Mais uma para a ficha de Cabral | Fábio Campana

Mais uma para a ficha de Cabral

A ficha criminal de Sergio Cabral não para de aumentar. A bola da vez é nepotismo cruzado, situação em que ‘o agente público nomeia pessoa ligada a outro agente público, enquanto a segunda autoridade nomeia uma pessoa ligada por vínculos de parentescos ao primeiro agente, como troca de favores’. Foi descoberto um e-mail que ele encaminhou a Jorge Picciani e Edson Albertassi, os caciques do PMDB no Rio que foram presos semana passada. A mensagem pede para que os deputados segurem o emprego do marido de uma prima na Assembleia Legislativa.
“As investigações revelam que são constantes os pedidos para ocupação de cargos e empregos públicos, inclusive de Sérgio Cabral, que interveio para que Albertassi e Picciani mantivessem parente do ex-governador trabalhando na Assembleia Legislativa do Rio de Janeiro”, indicam os investigadores.

Em agosto do ano passado, Susana Neves, ex-mulher de Sérgio Cabral e investigada pela Lava Jato, do Rio, foi nomeada assessora de Picciani, no cargo de chefe de gabinete. Recebia, à época, R$ 13.651,48 líquidos.

Do Estadão,

Quando a notícia do nepotismo cruzado veio à tona, durante as investigações da Lava Jato, ela era considerada funcionária-fantasma: ganhava salário sem trabalhar no gabinete.

Na ocasião, a Assembleia informou que embora constasse como chefe de gabinete na folha de pagamento da Assembleia, Susana não exercia a função. O Legislativo estadual afirmou que ‘o cargo ocupado tem salário que corresponde ao salário de chefe de gabinete’.

Susana Neves foi denunciada pelo Ministério Público Federal, em junho, por lavagem de dinheiro. Também foram acusados Sérgio Cabral e outros quatro investigados. A denúncia pediu a condenação de Susana por 31 atos de lavagem.
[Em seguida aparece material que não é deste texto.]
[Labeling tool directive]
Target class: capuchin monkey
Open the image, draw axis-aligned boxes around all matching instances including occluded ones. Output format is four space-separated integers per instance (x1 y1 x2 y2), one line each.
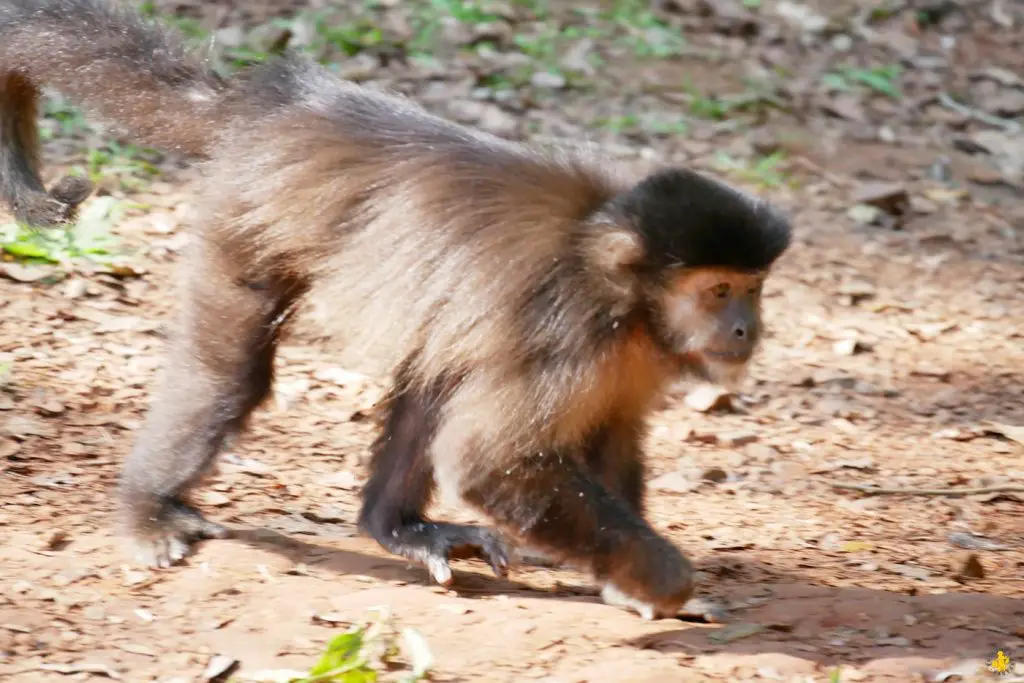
0 0 791 618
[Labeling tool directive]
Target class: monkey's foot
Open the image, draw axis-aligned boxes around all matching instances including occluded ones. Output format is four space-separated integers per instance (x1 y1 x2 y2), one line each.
15 175 94 228
364 521 510 587
601 584 678 622
124 501 230 567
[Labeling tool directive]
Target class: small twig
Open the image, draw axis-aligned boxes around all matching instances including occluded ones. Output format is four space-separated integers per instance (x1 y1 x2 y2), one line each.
829 481 1024 496
939 92 1021 133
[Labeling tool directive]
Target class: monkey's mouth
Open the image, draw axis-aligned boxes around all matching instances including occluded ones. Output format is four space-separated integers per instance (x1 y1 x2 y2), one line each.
703 349 753 362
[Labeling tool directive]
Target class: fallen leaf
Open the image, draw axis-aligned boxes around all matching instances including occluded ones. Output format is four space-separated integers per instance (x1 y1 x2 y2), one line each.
954 553 985 579
684 384 732 413
202 654 242 683
983 420 1024 445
A ex-mulher de Sérgio Cabral, em agosto de 2017, passou a receber um salário mínimo – R$ 1.136,53 – a título de “bolsa reforço escolar”. O benefício é pago, desde 2015, a quem trabalha na Casa e tem filhos solteiros cursando escola ou faculdade.

Susana tem três filhos com o ex-governador, com quem foi casada por 15 anos: João Pedro, Marco Antônio (deputado federal pelo PMDB) e José Eduardo. A ex-mulher de Sérgio Cabral tem direito ao benefício porque seu filho caçula ainda não tem 24 anos, idade máxima para a concessão da bolsa.


Um comentário

  1. SFU
    segunda-feira, 20 de novembro de 2017 – 15:28 hs

    É mais ou menos assim, como uma vice-governadora gestionar pela indicação da irmã para um TCE.